«Nicht der Staat legt Preise fest»:
FDP nennt Seehofer «Planwirtschaftsminister»
Das lehnt FDP-Parlamentarier Goldmann entschieden ab. «Wenn die Stromanbieter Sozialtarife unter dem Selbstkostenpreis anbieten müssten, würden sie an anderer Stelle zum Nachteil der Verbraucher oder Wirtschaft wieder draufsatteln», argumentierte Goldmann. Staatliche Preisvorgaben seien also keine Lösung. «Das ist ein Vorschlag eines erfolglos agierenden und nach Öffentlichkeit heischenden Ministers im bayerischen Wahlkampf, der Gott sei dank wieder einmal von den eigenen Parteifreunden unverzüglich gestoppt wurde.»
Seehofers Vorstoß war in der eigenen Partei aber nicht nur auf Widerstand etwa von Generalsekretärin Christine Haderthauer und CSU-Landesgruppenchef Peter Ramsauer gestoßen, sondern auch auf Wohlwollen: Bayerns Ministerpräsident Günther Beckstein sagte, der Vorschlag solle geprüft werden. Gegen eine staatliche Einmischung wandte sich die Energiebranche. Es sei nicht Aufgabe der Unternehmen, verbilligte Tarife für sozial Benachteiligte anzubieten. Für diese sozialpolitische Aufgabe sei der Staat zuständig.

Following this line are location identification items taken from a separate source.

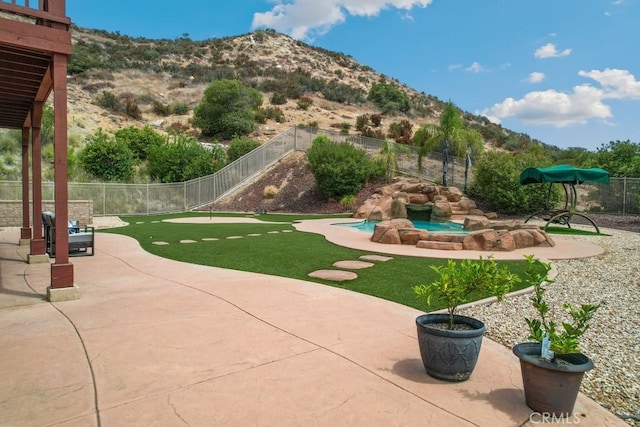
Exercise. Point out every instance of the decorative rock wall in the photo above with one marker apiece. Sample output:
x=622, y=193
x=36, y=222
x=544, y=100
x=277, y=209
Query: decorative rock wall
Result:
x=498, y=236
x=395, y=200
x=390, y=205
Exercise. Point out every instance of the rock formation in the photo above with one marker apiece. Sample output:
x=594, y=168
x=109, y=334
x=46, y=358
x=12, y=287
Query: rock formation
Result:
x=395, y=203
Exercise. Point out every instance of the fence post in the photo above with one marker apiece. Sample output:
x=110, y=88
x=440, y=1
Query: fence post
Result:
x=624, y=196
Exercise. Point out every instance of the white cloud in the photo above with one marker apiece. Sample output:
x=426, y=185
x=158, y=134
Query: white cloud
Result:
x=617, y=84
x=474, y=68
x=560, y=109
x=536, y=77
x=553, y=108
x=302, y=19
x=550, y=51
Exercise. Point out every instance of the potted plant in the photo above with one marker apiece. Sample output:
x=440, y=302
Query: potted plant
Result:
x=450, y=343
x=552, y=365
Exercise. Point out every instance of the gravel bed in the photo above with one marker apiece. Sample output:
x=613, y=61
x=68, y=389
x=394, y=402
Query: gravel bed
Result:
x=613, y=341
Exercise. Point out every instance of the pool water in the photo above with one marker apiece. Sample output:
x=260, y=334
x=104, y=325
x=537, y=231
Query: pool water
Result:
x=445, y=227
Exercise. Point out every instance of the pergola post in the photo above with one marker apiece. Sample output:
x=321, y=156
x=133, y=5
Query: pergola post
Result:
x=62, y=269
x=25, y=231
x=38, y=250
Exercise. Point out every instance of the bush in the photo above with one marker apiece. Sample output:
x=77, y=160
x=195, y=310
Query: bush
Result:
x=179, y=108
x=389, y=98
x=140, y=141
x=497, y=184
x=304, y=103
x=348, y=202
x=278, y=99
x=226, y=109
x=401, y=132
x=106, y=158
x=182, y=158
x=239, y=146
x=362, y=122
x=270, y=191
x=338, y=168
x=161, y=109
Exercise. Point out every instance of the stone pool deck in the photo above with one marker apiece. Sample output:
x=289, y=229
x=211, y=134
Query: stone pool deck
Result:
x=158, y=342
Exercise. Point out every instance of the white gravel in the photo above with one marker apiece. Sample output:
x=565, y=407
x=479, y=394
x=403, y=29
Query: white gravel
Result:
x=613, y=342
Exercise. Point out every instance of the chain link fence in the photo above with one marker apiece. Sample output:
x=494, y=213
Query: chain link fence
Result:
x=622, y=196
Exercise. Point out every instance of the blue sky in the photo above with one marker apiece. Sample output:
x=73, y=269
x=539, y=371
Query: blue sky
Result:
x=566, y=72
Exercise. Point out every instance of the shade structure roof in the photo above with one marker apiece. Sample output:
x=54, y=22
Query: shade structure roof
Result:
x=564, y=174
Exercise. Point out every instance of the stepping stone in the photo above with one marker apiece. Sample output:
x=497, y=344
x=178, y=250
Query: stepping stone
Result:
x=379, y=258
x=334, y=275
x=353, y=265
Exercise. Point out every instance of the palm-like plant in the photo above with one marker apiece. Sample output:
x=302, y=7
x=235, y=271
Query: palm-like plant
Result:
x=451, y=135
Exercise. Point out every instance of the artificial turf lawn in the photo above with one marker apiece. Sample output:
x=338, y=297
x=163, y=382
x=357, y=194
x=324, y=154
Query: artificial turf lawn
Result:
x=291, y=254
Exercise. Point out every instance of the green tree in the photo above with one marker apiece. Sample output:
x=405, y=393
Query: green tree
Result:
x=226, y=109
x=389, y=98
x=107, y=158
x=497, y=182
x=620, y=158
x=339, y=169
x=451, y=136
x=140, y=140
x=239, y=146
x=388, y=158
x=182, y=158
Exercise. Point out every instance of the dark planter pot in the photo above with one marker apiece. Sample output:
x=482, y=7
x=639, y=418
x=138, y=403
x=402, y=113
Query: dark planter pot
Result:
x=551, y=388
x=449, y=355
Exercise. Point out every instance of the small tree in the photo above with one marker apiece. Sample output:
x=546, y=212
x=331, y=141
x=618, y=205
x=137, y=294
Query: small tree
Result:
x=239, y=146
x=226, y=109
x=451, y=136
x=389, y=98
x=107, y=158
x=139, y=140
x=182, y=158
x=339, y=168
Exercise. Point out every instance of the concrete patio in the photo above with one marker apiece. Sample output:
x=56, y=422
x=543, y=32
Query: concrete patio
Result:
x=157, y=342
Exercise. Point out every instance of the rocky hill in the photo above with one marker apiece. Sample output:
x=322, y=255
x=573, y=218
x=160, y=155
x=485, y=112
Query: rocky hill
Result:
x=160, y=74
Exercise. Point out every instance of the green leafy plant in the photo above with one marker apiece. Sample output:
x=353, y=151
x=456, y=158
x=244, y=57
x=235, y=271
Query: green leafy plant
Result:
x=564, y=338
x=459, y=282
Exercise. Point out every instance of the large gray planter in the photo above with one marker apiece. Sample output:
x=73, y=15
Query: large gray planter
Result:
x=551, y=388
x=449, y=355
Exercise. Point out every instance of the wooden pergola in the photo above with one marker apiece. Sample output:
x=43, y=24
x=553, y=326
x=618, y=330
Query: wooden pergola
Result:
x=35, y=45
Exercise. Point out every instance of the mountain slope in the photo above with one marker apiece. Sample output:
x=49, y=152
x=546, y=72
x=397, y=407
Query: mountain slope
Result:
x=169, y=72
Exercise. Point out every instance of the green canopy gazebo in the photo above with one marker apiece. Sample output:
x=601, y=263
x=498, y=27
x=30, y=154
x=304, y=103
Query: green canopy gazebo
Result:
x=568, y=177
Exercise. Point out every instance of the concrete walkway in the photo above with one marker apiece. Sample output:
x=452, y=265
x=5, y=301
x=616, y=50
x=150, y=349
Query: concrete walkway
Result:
x=159, y=342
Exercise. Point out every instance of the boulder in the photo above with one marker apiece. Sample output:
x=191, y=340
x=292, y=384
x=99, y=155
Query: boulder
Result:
x=411, y=236
x=441, y=210
x=482, y=240
x=453, y=194
x=475, y=222
x=399, y=205
x=523, y=239
x=418, y=199
x=505, y=242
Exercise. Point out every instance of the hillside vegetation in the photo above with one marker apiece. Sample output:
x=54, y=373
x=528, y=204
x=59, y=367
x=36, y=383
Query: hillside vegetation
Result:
x=166, y=79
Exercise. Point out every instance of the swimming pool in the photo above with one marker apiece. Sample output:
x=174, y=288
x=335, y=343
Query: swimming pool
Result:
x=445, y=227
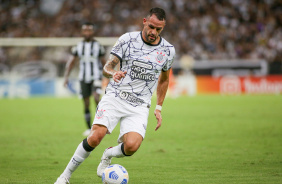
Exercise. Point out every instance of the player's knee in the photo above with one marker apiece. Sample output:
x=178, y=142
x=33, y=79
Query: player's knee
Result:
x=130, y=147
x=95, y=137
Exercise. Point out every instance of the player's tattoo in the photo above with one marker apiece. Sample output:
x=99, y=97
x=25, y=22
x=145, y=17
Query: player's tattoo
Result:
x=109, y=68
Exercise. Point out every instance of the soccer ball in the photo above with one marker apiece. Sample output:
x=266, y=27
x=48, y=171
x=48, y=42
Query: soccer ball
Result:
x=115, y=174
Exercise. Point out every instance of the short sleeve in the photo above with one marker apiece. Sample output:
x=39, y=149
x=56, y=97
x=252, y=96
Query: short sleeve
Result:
x=74, y=51
x=101, y=50
x=120, y=46
x=170, y=60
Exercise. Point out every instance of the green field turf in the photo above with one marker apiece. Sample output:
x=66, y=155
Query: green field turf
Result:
x=203, y=140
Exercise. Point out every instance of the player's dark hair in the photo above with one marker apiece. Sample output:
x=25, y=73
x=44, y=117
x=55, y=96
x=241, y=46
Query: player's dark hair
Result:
x=88, y=24
x=160, y=13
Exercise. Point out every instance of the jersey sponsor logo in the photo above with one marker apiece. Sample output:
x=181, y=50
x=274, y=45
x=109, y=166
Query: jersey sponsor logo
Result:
x=118, y=46
x=160, y=57
x=100, y=114
x=139, y=71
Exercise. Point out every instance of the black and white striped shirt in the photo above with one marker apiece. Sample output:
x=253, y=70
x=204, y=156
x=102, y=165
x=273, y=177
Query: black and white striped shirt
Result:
x=90, y=67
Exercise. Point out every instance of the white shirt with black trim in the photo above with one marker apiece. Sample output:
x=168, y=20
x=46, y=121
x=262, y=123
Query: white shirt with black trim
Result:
x=143, y=63
x=90, y=66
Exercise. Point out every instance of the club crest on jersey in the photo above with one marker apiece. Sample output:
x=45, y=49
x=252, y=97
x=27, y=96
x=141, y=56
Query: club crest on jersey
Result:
x=100, y=114
x=160, y=57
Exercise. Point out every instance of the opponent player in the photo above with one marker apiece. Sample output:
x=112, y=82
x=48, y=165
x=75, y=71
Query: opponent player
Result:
x=145, y=60
x=91, y=54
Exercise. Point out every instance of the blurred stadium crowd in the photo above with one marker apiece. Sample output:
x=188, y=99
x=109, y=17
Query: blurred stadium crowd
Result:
x=203, y=29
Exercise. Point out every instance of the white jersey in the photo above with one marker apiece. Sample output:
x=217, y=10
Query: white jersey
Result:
x=143, y=63
x=90, y=67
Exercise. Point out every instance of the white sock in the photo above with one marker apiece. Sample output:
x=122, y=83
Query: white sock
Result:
x=115, y=152
x=79, y=156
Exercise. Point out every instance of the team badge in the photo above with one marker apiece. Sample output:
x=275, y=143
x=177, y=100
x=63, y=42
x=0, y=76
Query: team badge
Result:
x=100, y=114
x=160, y=57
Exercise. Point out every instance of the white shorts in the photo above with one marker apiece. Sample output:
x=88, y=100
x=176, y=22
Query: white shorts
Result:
x=112, y=110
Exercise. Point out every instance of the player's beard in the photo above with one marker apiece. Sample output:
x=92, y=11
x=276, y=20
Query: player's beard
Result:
x=151, y=38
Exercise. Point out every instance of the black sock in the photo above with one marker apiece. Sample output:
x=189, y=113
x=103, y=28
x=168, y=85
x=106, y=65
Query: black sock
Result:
x=87, y=117
x=122, y=149
x=86, y=146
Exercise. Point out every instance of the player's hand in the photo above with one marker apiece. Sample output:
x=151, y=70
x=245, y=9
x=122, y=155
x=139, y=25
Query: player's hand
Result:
x=66, y=82
x=118, y=75
x=159, y=119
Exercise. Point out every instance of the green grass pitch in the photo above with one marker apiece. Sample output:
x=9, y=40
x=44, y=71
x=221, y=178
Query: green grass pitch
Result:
x=203, y=140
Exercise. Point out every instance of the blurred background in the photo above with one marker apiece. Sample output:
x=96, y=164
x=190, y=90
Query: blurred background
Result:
x=222, y=46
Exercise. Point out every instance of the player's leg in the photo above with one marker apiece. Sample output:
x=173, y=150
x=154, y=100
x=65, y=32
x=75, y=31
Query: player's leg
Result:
x=86, y=89
x=82, y=152
x=132, y=133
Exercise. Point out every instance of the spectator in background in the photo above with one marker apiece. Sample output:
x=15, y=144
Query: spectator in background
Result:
x=91, y=54
x=231, y=29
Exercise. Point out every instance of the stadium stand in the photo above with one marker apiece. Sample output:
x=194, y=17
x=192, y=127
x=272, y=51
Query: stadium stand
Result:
x=203, y=29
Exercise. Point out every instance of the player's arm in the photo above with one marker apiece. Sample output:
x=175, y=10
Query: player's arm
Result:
x=161, y=92
x=69, y=66
x=109, y=69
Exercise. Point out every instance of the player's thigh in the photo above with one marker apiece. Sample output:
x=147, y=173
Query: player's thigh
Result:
x=107, y=113
x=132, y=140
x=97, y=87
x=135, y=122
x=85, y=89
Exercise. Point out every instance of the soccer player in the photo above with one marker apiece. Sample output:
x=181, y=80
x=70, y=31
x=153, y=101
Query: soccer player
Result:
x=145, y=60
x=91, y=54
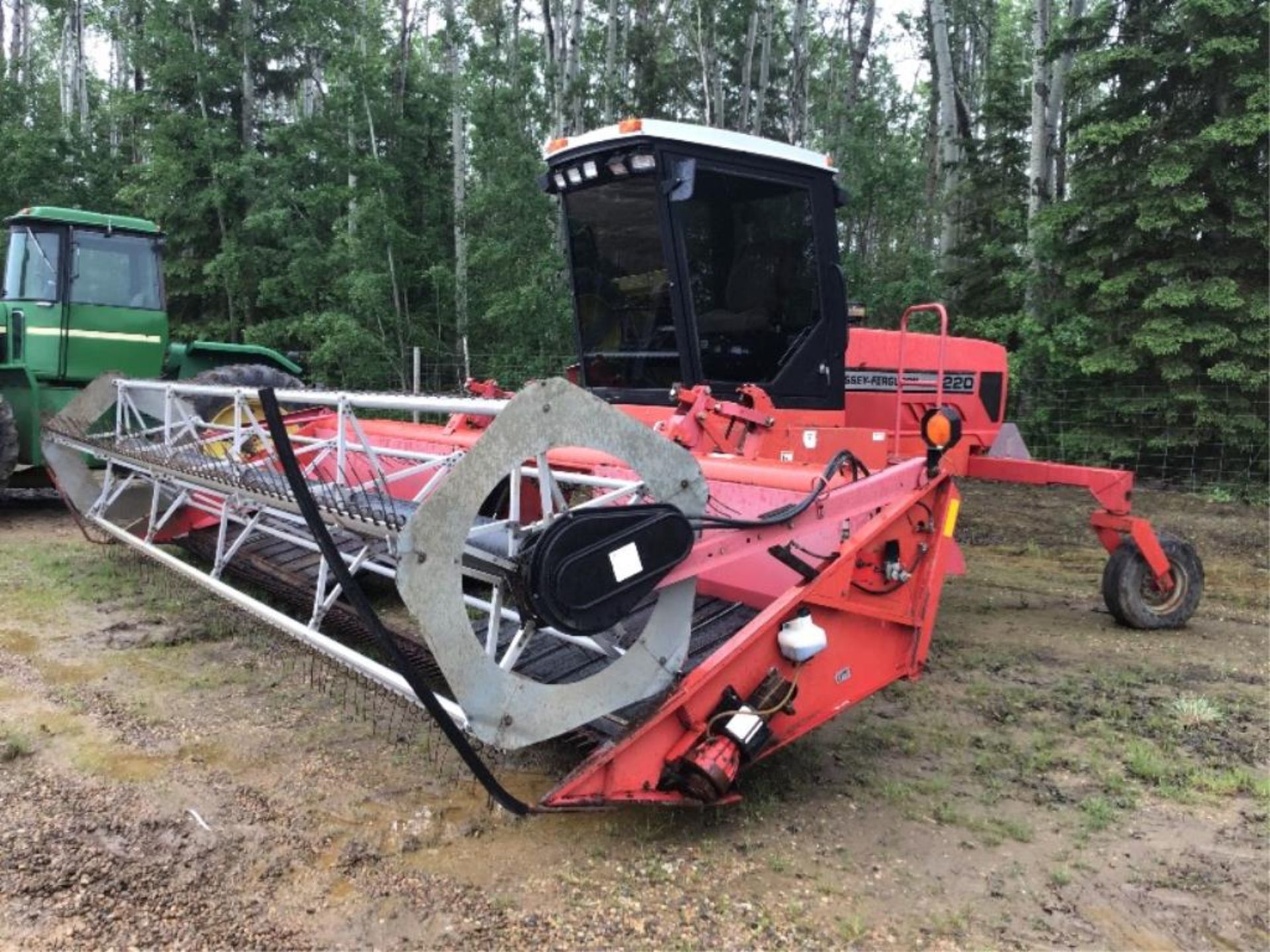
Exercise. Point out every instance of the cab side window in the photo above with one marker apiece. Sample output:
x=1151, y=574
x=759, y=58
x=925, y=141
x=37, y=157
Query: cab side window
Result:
x=752, y=270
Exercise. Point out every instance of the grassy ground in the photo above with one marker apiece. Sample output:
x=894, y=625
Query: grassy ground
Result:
x=169, y=776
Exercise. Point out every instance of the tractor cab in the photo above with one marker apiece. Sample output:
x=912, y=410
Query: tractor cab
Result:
x=701, y=257
x=84, y=294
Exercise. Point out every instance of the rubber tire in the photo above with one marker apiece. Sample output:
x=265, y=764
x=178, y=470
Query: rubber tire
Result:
x=239, y=375
x=9, y=444
x=1127, y=574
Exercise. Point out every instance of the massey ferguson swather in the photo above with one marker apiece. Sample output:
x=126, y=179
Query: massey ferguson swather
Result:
x=712, y=539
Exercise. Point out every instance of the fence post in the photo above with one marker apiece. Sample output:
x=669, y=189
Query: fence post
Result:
x=414, y=383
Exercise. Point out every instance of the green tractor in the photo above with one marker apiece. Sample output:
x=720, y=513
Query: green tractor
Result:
x=83, y=295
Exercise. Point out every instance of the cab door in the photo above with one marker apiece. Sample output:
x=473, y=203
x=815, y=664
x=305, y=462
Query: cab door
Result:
x=34, y=291
x=116, y=317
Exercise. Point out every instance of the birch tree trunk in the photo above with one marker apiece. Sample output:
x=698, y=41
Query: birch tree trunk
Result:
x=949, y=138
x=573, y=85
x=553, y=69
x=798, y=73
x=220, y=210
x=248, y=27
x=24, y=48
x=1056, y=111
x=516, y=46
x=704, y=59
x=459, y=147
x=1038, y=173
x=765, y=63
x=748, y=70
x=720, y=98
x=610, y=61
x=405, y=30
x=19, y=16
x=859, y=52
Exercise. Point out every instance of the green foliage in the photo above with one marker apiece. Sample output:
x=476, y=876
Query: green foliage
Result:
x=1158, y=259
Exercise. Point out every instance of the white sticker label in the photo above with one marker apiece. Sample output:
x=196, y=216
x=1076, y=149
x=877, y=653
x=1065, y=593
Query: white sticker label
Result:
x=625, y=561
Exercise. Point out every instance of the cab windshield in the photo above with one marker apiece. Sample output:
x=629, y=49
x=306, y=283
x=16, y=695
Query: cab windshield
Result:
x=116, y=270
x=621, y=286
x=32, y=264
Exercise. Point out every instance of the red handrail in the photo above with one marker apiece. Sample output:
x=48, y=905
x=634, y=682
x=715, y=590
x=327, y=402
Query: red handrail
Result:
x=900, y=362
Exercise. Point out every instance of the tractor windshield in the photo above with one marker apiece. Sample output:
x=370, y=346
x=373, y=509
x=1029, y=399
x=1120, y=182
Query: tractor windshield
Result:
x=31, y=264
x=621, y=286
x=116, y=270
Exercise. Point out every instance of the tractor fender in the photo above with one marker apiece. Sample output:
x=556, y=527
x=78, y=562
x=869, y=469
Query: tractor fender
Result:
x=186, y=361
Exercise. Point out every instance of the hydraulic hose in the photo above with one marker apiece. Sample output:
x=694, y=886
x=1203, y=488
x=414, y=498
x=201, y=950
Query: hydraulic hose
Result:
x=366, y=612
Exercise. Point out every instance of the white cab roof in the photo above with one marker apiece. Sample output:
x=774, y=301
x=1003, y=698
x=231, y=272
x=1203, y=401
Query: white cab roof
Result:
x=694, y=135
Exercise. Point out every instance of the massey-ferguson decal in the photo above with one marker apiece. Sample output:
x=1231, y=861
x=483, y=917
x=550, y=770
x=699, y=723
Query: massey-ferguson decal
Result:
x=883, y=381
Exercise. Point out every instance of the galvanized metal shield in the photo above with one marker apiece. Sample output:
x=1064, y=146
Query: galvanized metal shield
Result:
x=506, y=709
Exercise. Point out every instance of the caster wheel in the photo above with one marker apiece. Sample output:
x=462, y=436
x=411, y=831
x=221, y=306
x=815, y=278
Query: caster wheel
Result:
x=1130, y=593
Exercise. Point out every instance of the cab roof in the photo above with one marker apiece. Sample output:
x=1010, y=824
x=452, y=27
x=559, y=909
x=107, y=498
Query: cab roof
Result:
x=691, y=135
x=75, y=216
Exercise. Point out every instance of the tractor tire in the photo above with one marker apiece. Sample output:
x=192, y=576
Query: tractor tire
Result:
x=9, y=444
x=1130, y=593
x=238, y=375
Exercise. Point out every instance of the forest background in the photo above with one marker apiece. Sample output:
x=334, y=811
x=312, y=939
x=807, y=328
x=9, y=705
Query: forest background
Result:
x=1083, y=180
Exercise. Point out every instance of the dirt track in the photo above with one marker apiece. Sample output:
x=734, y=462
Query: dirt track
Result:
x=168, y=778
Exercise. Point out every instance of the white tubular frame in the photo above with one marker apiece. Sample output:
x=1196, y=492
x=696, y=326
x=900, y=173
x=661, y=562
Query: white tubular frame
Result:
x=186, y=462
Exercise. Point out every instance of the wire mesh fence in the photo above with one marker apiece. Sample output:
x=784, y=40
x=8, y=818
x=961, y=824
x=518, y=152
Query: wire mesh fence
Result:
x=1208, y=438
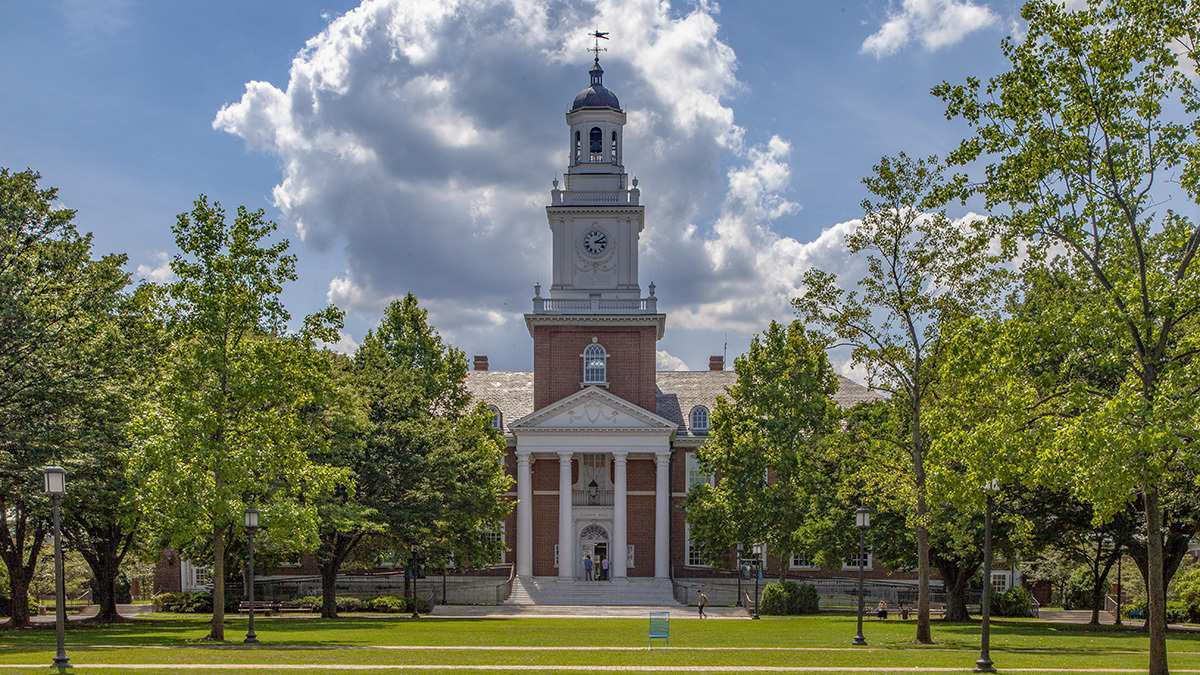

FDP-Experte Goldmann wies darauf hin, dass der Staat selbst der größte Preistreiber bei Energie sei. Das verschweige Seehofer «ganz bewusst». Der Minister und die CSU hätten hier keine Entlastungen für Verbraucher und Wirtschaft vorzuweisen. Im Gegenteil: Die Christsozialen hätten seit dem Regierungsantritt bei zahlreichen Steuergesetzen und -tatbeständen zugestimmt. «Offensichtlich möchte der Bundesverbraucherminister von dieser schlechten Leistungsbilanz und der mangelnden Durchsetzungsfähigkeit der CSU in der Koalition ablenken», so Goldmanns Fazit.